When he reaches it, Matsui is running home from third and is a GOOD 30′ from the plate. So all Gonzalez needs to do is fire a strike to the catcher, who is waiting and in position and Matsui is a dead duck. But no. Gonzalez throws WAAAAYYY past the catcher and the ball bounces off the dugout, Matsui is safe and Moehler goes to second on the throw (why Gonzalez wasn’t given an error on that throw I don’t know.)
And there is the poor pitcher, 6 runs scored on 4 piddly singles, a walk which SHOULD have been a K, 2 botched plays and two (sorry, it was) errors which led to three runs.
Stuff happens.
The pitcher was kind of shell-shocked, understandably, although he managed to get Bourn out, and he was pulled for a PH the next inning. The kid actually threw VERY well and not a single Astro actually hit the ball hard, only 2 even reached the OF.

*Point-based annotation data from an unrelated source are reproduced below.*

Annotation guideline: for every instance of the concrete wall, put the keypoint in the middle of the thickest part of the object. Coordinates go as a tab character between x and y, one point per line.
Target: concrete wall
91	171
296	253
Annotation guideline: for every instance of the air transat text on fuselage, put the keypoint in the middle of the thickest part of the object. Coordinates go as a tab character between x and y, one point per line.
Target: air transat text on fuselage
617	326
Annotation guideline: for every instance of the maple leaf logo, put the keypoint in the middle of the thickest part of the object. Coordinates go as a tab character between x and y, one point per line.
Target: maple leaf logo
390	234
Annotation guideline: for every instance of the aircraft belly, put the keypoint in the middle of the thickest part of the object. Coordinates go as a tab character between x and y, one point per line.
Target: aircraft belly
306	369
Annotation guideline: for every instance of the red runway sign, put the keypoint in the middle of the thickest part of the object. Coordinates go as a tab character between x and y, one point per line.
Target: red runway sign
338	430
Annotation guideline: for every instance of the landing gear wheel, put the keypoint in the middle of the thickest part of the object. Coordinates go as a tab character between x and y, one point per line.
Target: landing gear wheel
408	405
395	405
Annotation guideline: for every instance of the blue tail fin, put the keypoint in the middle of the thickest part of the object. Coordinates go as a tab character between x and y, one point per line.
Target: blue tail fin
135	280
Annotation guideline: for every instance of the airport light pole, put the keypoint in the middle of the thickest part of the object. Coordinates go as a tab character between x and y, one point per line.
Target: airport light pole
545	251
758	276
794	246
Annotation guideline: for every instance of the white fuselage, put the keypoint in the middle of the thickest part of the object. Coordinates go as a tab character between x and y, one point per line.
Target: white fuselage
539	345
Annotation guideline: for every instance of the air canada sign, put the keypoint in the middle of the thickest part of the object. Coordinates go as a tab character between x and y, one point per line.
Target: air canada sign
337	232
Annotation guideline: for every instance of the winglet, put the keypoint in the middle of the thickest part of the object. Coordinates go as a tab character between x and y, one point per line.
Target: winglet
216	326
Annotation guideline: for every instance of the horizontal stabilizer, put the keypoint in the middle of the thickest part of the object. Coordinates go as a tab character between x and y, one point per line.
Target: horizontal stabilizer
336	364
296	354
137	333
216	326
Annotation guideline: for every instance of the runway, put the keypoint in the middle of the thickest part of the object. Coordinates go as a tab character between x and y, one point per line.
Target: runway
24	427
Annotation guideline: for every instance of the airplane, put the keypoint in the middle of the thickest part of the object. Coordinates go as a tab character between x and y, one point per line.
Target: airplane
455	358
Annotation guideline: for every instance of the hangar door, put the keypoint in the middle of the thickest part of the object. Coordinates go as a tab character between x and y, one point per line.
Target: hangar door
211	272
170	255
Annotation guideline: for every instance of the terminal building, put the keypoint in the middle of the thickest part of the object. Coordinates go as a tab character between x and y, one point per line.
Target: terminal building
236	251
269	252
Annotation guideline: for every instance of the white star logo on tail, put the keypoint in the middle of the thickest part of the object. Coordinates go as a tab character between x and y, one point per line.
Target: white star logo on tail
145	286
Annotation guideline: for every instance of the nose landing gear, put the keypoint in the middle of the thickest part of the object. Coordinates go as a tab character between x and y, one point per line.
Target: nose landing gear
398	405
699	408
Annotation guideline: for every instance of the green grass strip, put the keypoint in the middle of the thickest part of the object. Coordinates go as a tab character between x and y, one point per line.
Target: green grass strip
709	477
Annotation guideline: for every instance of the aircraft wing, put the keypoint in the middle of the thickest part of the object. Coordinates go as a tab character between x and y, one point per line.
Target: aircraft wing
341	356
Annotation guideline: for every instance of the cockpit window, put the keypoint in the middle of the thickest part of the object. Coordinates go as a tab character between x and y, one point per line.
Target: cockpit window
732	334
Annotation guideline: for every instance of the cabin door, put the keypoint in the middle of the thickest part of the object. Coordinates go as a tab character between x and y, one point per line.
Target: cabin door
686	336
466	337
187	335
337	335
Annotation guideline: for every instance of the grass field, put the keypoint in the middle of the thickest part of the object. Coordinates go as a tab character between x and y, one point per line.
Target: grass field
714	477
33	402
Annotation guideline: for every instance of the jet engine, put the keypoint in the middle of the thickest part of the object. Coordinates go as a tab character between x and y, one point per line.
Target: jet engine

Now, I went through this entire Unfortunate Event just to demonstrate that good fielding is essential and that even very good fielders like Adrian Gonzalez can allow their concentration to lapse. I think it has to do with that mysterious, unmeasurable Thing in baseball that the players call “confidence.” And I think that when your team goes down by 6 runs in 1 inning on essentially a bunch of piddly singles, errors, misplays and a missed Strike 3, well, the game is essentially OVAH. It is somehow different when the 6 runs down happened because the pitcher gave up doubles in the gap and homers because that was HIS fault alone and somehow, it doesn’t see to affect the rest of the players the way geting piddled to death does…
It’s funny – I wouldn’t have said that Moehler pitched “well” but I look at my scorebook and I see that he only gave up a solo homer, a double, 2 singles, 4 walks, 1 run over 6 innings and got EIGHT Ks. Let’s just say that with the exception of Adrian Gonzales’ walk in the 4th (and Ball 3 was actually Strike 3) Moehler got more than a few pitches outside the strike zone called as strikes (the most egregious was strike 1 to Chase Headley in the second – that pitch was a GOOD 2″ outside.) Yes, I know that it was OUR pitcher who had the advantage today, but I object in principle to pitches not in the strike zone being called strikes and pitches in the strike zone being called balls and different ball strike calls for different pitchers.
Fair is fair.
And this afternoon it is Wandy vs Kevin Correia (yes, the ex-Giant swingman) and let’s hope that Wandy has the curveball working.